Gillian Anderson meets her wax twin

The double is wearing that dress…
Madame Tussauds London has unveiled the first-ever wax figure of Gillian Anderson OBE, immortalising the award-winning actor in one of the most talked-about red-carpet moments of recent years: the infamous “Vulva dress”.
Behind-the-scenes photographs released today shows Anderson encountering her wax double for the first time, complete with the embroidered Gabriela Hearst gown she wore to the 2024 Golden Globes — a look that dominated social media, inspired think-pieces, and became a quietly radical moment in red-carpet history.
Hearst has donated the dress itself to the exhibition, where it now adorns Anderson’s meticulously sculpted likeness. The figure is finished with diamanté jewellery, metallic Aquazzura platforms and a matching clutch: the whole unapologetic, body-positive statement preserved in wax and satin.
“When Madame Tussauds first approached me, I wondered why anyone would want to see me ‘as me’, rather than one of my characters,” Anderson says.

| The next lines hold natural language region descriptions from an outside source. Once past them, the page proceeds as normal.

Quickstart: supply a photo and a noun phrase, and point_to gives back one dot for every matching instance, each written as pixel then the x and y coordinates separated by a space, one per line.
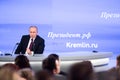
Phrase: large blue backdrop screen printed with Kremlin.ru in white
pixel 66 25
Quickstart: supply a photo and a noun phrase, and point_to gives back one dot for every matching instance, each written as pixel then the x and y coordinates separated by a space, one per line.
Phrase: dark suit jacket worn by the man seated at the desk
pixel 39 45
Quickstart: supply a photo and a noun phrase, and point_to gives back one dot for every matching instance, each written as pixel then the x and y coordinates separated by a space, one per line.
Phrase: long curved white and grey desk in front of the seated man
pixel 100 60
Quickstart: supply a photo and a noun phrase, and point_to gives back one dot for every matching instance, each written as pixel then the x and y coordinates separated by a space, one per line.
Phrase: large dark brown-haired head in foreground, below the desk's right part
pixel 81 71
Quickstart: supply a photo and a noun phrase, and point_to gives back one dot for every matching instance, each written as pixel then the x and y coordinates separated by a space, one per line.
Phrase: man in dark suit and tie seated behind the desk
pixel 31 44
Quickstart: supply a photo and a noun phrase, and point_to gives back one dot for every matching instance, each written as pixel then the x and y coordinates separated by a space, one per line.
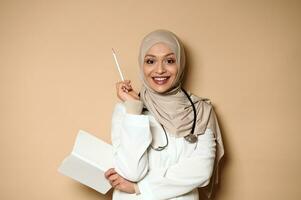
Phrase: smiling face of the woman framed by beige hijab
pixel 160 68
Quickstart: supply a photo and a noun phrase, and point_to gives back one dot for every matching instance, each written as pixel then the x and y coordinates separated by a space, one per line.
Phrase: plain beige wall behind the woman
pixel 57 76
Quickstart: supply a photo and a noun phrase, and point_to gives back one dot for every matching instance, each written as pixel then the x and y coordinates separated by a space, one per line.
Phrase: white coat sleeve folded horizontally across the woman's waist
pixel 188 174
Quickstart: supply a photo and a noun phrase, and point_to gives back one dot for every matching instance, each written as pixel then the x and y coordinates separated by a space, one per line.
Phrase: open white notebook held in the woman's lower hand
pixel 88 161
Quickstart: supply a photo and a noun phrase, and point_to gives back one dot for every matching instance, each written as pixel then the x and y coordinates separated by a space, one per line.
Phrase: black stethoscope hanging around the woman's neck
pixel 191 137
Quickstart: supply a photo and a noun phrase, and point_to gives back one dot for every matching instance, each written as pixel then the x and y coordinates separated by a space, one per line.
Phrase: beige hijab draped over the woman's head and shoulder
pixel 173 109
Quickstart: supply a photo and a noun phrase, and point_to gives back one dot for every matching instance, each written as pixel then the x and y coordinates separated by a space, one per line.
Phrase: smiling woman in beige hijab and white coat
pixel 167 142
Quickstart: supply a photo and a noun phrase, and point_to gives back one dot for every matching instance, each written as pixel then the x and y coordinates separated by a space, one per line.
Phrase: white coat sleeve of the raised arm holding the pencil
pixel 130 139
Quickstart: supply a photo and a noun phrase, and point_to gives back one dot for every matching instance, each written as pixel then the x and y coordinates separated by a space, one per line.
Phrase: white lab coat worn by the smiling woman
pixel 173 173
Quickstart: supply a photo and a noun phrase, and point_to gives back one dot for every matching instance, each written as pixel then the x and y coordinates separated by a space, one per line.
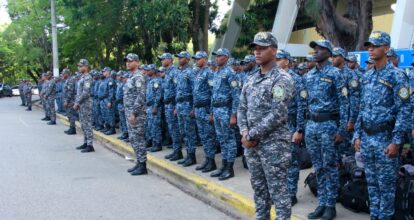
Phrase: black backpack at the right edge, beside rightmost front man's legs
pixel 404 195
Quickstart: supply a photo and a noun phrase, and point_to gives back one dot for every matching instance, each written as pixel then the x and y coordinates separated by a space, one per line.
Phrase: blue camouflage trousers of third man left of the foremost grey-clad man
pixel 187 126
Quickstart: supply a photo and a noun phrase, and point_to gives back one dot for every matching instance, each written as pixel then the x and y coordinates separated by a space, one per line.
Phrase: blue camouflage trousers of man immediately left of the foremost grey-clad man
pixel 225 134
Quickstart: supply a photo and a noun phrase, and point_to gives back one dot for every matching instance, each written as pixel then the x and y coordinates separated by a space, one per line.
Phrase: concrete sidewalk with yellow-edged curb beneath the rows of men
pixel 233 196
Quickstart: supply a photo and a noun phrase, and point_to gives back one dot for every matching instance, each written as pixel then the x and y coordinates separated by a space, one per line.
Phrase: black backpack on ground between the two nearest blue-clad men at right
pixel 354 194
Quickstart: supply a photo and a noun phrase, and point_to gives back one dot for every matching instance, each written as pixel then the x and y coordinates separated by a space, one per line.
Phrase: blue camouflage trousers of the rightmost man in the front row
pixel 381 174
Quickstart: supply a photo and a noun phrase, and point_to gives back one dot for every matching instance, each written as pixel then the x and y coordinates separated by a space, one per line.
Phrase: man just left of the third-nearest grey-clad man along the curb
pixel 69 96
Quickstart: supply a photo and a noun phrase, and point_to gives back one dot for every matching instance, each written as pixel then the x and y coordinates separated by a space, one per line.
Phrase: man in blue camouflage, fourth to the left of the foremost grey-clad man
pixel 169 92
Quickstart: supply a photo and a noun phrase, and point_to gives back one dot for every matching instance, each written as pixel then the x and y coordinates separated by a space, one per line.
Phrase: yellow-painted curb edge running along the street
pixel 235 200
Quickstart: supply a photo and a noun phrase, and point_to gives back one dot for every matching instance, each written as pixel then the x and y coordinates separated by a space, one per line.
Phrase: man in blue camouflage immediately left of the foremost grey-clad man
pixel 225 100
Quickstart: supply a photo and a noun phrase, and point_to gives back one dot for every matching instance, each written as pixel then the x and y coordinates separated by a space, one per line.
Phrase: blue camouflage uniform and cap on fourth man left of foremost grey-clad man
pixel 169 91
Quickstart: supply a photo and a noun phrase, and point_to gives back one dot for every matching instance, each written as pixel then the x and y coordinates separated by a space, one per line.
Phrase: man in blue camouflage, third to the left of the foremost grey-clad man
pixel 184 80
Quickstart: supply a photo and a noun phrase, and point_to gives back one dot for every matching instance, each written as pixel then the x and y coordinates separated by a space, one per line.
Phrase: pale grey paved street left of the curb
pixel 42 176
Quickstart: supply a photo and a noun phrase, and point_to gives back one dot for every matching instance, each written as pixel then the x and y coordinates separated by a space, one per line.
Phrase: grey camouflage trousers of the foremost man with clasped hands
pixel 268 164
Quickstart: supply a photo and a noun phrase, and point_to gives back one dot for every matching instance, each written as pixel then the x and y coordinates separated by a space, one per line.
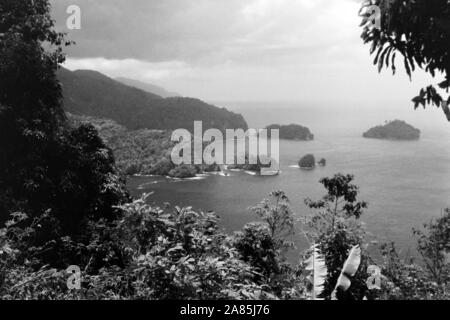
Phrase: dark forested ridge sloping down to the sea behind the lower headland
pixel 91 93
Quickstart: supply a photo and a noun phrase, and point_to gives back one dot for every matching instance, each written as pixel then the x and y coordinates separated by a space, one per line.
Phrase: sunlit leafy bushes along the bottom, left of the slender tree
pixel 149 253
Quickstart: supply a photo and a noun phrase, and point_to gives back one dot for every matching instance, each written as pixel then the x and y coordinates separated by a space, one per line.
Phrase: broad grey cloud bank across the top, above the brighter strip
pixel 204 31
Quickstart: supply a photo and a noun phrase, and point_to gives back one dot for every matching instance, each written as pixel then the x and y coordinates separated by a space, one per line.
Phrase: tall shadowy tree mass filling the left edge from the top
pixel 45 164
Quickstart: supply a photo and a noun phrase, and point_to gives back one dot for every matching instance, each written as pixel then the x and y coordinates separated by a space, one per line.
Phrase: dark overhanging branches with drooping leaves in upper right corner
pixel 419 31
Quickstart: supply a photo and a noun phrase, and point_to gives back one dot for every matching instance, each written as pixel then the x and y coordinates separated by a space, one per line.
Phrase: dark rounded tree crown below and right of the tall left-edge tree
pixel 83 180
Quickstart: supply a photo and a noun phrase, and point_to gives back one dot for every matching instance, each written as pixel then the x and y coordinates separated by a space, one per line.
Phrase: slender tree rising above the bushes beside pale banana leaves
pixel 334 229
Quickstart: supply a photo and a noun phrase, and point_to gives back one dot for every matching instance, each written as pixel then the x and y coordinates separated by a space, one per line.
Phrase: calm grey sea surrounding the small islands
pixel 406 183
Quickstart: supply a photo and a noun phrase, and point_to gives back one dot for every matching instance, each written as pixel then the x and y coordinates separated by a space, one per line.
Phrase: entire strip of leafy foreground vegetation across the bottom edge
pixel 160 253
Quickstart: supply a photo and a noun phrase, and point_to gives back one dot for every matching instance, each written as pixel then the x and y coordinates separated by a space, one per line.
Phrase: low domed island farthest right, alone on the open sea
pixel 393 130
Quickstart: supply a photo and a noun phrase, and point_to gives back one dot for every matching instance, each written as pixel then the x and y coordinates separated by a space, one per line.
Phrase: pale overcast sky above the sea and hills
pixel 234 50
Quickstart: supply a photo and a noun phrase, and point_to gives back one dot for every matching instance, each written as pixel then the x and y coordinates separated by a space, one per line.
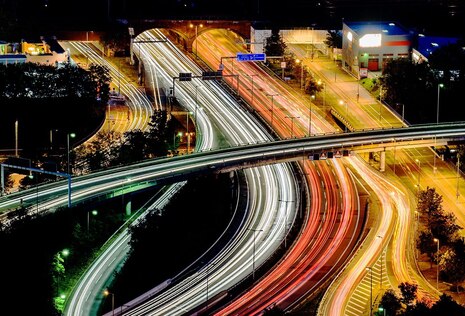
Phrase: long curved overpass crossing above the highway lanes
pixel 178 168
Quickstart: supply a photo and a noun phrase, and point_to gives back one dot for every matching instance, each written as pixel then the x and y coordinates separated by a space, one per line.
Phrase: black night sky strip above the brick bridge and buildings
pixel 429 15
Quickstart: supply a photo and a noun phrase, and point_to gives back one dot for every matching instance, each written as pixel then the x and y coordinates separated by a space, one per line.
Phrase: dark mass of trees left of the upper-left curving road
pixel 41 97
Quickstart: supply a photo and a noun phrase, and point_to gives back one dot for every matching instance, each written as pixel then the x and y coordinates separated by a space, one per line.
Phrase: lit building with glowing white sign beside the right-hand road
pixel 367 46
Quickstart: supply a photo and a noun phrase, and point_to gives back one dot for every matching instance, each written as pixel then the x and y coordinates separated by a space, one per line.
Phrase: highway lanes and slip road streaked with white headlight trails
pixel 238 128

“Then I thought about this dress. It grew into a much bigger conversation than I ever expected. It represents empowerment, bodily autonomy and freedom from shame. I wanted people to be able to stand next to it and revel in the audacity of it.”
It is, in many ways, a fitting choice. Few performers have straddled pop-cultural eras as seamlessly as Anderson, whose career stretches from The X-Files’ straight-faced sci-fi scepticism to Sex Education’s droll, sex-positive counselling sessions.
Her figure arrives just as she prepares for a fresh run of high-profile screen roles, including the upcoming Channel 4 drama Trespasses and Netflix’s frontier series The Abandons, released 4 December.
Creating a Madame Tussauds figure takes more than a year, involving hundreds of measurements, extensive photography and collaboration on pose, styling and expression. Anderson worked closely with the museum’s artists throughout the process to ensure accuracy — and, crucially, to capture the spirit of the Golden Globes moment rather than simply the look.
Steve Blackburn, General Manager at Madame Tussauds London, calls Anderson “the perfect modern-day icon — a sci-fi legend and a red-carpet trailblazer.”
He adds: “The team have poured extraordinary skill into recreating every detail. We can’t wait for guests to come face-to-face with this conversation-starting dress that Gabriela Hearst so generously donated.”
The figure joins the attraction’s “Awards Party” zone from today (26 November), taking its place among a starry cohort featuring Bella Ramsey, Timothée Chalamet, Harry Styles, Zendaya, Dwayne Johnson, Priyanka Chopra Jonas, Lil Nas X — and new for 2025, Lady Gaga.